2, CNRS, SPMS, LRC CARMEN, CentraleSupelec, Gif-sur-Yvette, , France
The fission gas release (FGR) is a key point that must be accurately assessed for fuel rod design and licensing under both normal and off-normal conditions. FGR is important input data in terms of both the radioactive source term relative to the consequences of a nuclear accident on the environment, and the driving force regarding fuel damage. Correctly predicting FGR under different specific conditions such as accidental scenario remains an important R&D goal. The present work deals with FGR mechanisms during a LOCA type transient. A new model to predict FGR is proposed; it is compared to experimental results and the possible phenomenon responsible of FGR is discussed.

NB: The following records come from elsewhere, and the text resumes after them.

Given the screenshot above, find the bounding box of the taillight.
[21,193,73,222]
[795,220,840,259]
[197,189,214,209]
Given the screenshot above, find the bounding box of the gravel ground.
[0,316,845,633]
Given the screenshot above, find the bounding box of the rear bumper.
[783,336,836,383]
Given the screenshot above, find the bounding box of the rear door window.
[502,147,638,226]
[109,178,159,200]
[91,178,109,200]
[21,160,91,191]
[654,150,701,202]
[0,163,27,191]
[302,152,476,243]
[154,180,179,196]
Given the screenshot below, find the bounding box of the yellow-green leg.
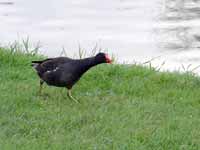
[67,89,79,103]
[39,80,44,95]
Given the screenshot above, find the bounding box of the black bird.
[32,53,112,102]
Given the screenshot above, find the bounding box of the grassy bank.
[0,48,200,150]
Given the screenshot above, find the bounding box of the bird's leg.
[39,80,44,95]
[67,89,79,103]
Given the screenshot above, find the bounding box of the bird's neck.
[80,57,101,72]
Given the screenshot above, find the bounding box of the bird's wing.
[32,57,73,72]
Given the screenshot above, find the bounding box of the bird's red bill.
[105,54,112,64]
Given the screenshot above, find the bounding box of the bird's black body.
[32,53,111,89]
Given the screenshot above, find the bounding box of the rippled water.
[0,0,200,72]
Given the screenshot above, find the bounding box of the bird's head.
[95,53,112,64]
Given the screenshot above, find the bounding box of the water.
[0,0,200,72]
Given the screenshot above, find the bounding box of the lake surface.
[0,0,200,73]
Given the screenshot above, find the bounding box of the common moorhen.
[32,53,111,102]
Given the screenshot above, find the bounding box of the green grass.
[0,48,200,150]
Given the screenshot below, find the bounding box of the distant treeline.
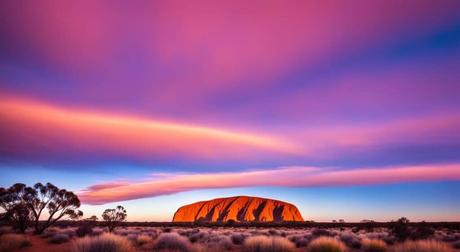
[16,220,460,230]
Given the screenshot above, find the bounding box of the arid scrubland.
[0,223,460,252]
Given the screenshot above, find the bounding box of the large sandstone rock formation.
[173,196,303,222]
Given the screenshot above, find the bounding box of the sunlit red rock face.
[173,196,303,222]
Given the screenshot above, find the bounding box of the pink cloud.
[0,97,296,160]
[79,164,460,204]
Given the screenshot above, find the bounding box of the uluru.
[173,196,303,222]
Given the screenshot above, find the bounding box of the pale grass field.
[0,227,460,252]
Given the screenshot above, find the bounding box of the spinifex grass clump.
[73,233,135,252]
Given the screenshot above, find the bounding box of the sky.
[0,0,460,221]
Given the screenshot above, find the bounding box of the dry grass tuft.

The samples involved (14 different tests) come from a section of PWR UO2 fuels irradiated up to 72 GWd/tU. They were subjected to annealing tests on the MERARG facility (CEA Cadarache). They consist of a temperature ramp up to 1200°C at 0.2°C/s under inert atmosphere. The release occurs by bursts according to two main contributions (one between 600°C and 800°C and the second one after 1100°C). The largest FGR occurs at 1100°C and is due to a thermal activated process which is still thoroughly investigated.
The release burst between 600 °C and 800 °C cannot be explained by the same type of mechanism. According to a completely different way, FGR could be induced by the creation of defects themselves created by alpha auto-irradiation (i.e. during the cooling time of the fuel sample). FGR kinetics might be modelled thanks to a two-step process: a phase of gas clusters nucleation and growth followed by their release. This new simplified two-parameter model for describing aggregation kinetics can be borrowed from the Finke-Watzky mechanism. It is a process of slow continuous nucleation linked to an autocatalytic surface growth. Both steps happen simultaneously so that gas clusters are consumed and released.
When experimental data are fitted with the model, a very good agreement is obtained. Even though first results are promising, it is necessary to continue this study in order to confirm the preliminary conclusion.